Arakawa Toyozo is a name that speaks volumes in Japan. He, along with Kato Tokuro, is responsible for the revival and current success of the Mino kilns. Mino was the name of the old province which now is located in Gifu prefecture centering around the potting towns of Tajimi and Toki. Today Mino refers to pottery styles that include Shino, Oribe, Ki-Seto (Yellow Seto), and Setoguro (Black Seto). Visit our GUIDEBOOK to learn more about Mino styles.
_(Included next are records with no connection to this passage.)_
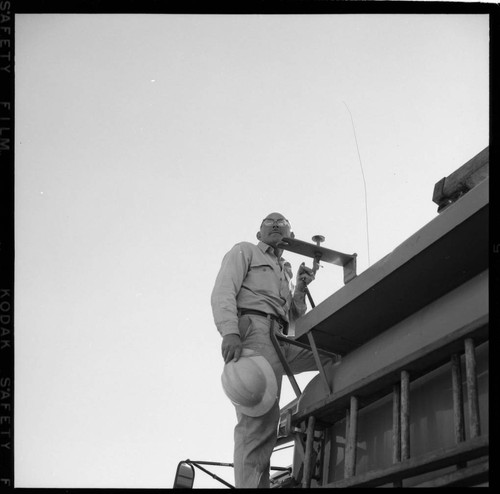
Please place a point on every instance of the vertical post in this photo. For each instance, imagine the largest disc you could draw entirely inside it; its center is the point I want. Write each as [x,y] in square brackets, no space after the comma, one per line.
[458,402]
[405,415]
[396,428]
[396,424]
[327,455]
[352,438]
[458,398]
[472,396]
[347,450]
[306,481]
[319,365]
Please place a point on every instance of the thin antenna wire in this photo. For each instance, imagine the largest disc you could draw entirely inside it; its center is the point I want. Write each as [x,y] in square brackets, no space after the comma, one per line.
[364,183]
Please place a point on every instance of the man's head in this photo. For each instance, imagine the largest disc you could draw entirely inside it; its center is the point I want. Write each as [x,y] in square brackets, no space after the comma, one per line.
[273,229]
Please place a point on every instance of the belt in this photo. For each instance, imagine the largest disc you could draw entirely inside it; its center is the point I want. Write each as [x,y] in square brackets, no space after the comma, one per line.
[278,319]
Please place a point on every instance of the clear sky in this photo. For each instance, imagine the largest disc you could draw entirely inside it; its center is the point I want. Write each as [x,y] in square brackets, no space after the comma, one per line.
[146,147]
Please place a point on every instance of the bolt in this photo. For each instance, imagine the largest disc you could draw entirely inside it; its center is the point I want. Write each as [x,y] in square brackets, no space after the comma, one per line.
[318,239]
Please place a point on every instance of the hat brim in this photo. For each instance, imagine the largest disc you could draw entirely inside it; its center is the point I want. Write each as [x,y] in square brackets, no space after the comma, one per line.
[270,395]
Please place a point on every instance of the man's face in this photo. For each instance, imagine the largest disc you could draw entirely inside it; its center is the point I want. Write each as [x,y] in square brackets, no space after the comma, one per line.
[275,231]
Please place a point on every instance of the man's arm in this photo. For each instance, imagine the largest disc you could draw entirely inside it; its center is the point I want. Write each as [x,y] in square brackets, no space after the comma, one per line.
[227,286]
[304,276]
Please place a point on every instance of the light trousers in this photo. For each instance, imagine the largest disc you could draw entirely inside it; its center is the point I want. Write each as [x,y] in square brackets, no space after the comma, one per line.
[256,437]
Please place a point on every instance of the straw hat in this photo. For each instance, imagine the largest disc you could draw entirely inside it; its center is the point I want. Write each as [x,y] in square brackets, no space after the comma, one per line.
[250,384]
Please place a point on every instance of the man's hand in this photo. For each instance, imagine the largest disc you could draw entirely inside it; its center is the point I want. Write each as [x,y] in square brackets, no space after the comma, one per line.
[231,347]
[304,276]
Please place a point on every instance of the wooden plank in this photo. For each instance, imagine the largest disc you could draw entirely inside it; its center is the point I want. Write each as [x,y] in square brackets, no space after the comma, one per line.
[472,394]
[442,458]
[396,423]
[352,438]
[466,477]
[458,400]
[347,448]
[405,415]
[308,466]
[330,408]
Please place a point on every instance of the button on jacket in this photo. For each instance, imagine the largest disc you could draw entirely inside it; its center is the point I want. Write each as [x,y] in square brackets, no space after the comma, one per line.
[252,277]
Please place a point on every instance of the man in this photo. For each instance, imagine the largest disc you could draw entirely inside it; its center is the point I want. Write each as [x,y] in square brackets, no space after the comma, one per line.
[253,295]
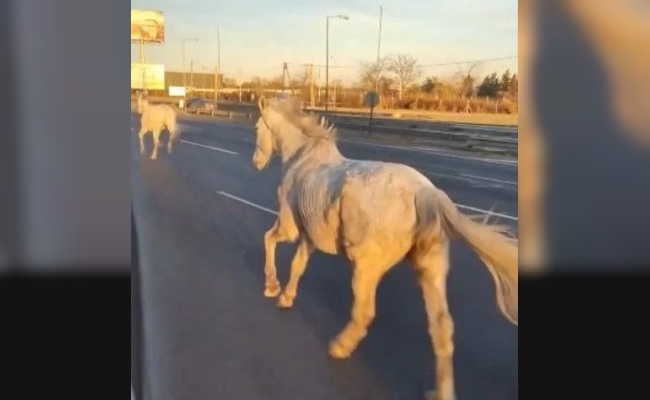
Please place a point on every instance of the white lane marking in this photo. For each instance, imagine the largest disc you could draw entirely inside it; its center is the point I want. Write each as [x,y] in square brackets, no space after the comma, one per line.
[189,128]
[239,199]
[433,151]
[209,147]
[482,211]
[268,210]
[491,179]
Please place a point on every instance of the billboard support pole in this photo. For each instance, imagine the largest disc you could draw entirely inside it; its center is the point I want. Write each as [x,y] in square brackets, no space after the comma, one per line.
[144,81]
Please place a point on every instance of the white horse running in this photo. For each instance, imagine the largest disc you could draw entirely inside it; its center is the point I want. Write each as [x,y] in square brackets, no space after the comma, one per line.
[375,214]
[155,118]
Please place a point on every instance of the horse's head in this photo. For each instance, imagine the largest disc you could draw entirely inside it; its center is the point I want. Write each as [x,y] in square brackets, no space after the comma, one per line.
[270,128]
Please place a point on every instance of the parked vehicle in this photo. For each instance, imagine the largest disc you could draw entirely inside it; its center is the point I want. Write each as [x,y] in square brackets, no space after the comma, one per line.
[200,106]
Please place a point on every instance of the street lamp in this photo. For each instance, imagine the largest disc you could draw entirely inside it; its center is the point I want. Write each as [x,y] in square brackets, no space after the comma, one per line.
[184,40]
[327,52]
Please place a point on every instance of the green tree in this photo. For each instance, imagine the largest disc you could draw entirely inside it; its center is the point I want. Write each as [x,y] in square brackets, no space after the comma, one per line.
[490,86]
[430,84]
[506,80]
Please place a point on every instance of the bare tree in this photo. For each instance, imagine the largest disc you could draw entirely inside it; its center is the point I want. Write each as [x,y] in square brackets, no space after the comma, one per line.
[372,72]
[406,68]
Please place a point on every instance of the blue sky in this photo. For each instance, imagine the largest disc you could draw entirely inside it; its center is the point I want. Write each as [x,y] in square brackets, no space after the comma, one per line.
[257,36]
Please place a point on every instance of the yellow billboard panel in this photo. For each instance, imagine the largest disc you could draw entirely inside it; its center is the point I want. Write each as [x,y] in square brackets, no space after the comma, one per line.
[148,76]
[147,26]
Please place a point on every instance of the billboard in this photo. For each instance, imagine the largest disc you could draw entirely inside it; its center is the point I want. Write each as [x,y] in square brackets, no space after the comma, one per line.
[177,91]
[147,26]
[148,76]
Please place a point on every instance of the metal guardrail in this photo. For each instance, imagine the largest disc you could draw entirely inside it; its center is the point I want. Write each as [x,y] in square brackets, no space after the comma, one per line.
[493,142]
[462,136]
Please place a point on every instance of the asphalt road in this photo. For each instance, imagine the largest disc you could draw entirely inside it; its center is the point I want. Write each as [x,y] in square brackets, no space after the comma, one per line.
[210,333]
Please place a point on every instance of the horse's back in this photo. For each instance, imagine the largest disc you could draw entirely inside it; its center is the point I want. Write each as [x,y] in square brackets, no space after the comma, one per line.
[377,210]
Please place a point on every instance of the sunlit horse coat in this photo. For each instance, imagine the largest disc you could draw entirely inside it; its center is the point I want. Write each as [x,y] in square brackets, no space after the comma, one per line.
[375,214]
[155,118]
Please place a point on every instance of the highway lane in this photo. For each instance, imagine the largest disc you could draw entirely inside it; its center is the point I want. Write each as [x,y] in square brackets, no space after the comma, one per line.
[209,332]
[483,183]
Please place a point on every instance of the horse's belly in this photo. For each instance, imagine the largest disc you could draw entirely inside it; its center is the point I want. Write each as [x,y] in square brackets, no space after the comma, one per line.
[324,239]
[324,232]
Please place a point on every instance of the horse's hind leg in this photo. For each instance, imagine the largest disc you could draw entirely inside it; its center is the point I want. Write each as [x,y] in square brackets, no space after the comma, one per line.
[156,144]
[365,279]
[298,266]
[169,142]
[141,139]
[272,237]
[432,266]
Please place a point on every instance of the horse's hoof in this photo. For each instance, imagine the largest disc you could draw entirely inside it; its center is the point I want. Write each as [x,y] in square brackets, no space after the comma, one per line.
[285,301]
[432,395]
[338,351]
[272,291]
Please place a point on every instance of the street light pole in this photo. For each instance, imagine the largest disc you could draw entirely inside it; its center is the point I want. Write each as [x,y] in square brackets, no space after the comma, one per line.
[183,43]
[327,54]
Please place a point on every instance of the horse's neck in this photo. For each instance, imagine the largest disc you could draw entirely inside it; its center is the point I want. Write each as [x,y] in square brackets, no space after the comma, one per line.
[311,152]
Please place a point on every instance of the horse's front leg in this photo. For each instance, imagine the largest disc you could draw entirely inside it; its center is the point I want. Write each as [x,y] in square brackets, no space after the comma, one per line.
[156,144]
[141,139]
[298,265]
[365,279]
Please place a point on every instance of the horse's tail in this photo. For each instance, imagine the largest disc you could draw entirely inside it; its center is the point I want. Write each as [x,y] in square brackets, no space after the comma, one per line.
[493,245]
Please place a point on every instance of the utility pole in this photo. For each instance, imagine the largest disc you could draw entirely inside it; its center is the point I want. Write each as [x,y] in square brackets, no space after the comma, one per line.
[381,12]
[311,86]
[192,75]
[144,80]
[285,78]
[218,70]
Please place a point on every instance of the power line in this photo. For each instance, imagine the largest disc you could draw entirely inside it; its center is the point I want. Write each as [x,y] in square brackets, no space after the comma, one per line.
[469,61]
[422,65]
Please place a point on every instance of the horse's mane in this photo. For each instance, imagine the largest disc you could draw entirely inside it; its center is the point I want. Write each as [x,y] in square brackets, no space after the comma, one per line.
[309,123]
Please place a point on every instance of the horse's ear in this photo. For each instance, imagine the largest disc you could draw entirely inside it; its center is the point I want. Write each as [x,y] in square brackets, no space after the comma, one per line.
[295,104]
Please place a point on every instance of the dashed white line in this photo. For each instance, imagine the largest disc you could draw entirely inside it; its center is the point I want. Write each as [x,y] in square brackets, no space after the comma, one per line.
[239,199]
[268,210]
[491,179]
[209,147]
[482,211]
[189,128]
[433,151]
Arakawa was born in Tajimi in Meiji 27 (1894). He had a prolific career working at the kiln of Miyanaga Tozan in Kyoto and then for Rosanjin in Kamakura. He established his own kiln in 1933 and this is how the story goes.
Having been born in the Mino region he had a special affection for Shino pottery. Up until then Shino was thought to have been fired in the Momoyama period in Seto, not far from Tajimi but located in Aichi prefecture. In the book, 'Visiting The Mino Kilns' by Janet Barriskill, she translated the words of Arakawa thus:
My thoughts go back to that time in the fourth month of the fifth year of Showa (April 1930) when I discovered the ruins of the old kiln at Ogaya; it was at the time of the Nagoya exhibition by the Hoshigaoka kiln of Kitaoji Rosanjin. In Nagoya, I had the opportunity to see a cylindrical teabowl - decorated with a bamboo shoot- owned by the Sekido family. On the base of this teabowl featuring a bamboo-shoot motif drawn with the utmost simplicity, I could clearly see a red fire-coloured mark on the area where the hamagoro (circular fireclay pad used to separate the pot from the saggar during firing) had been placed. Looking closely, I noticed a small piece of clay adhering to this area; it was decidedly red in colour. Up until then it was commonly thought that this pot had been fired at the Seto kilns, but to me, this did not appear to be Seto clay.
That encounter was to change the history of Japanese pottery. Arakawa knew that in the hills outside Toki there was clay of that color. So the next day he trekked out to the old Momoyama kiln sites and excavated a shard with the exact same motif as the Sekido teabowl - he was ecstatic!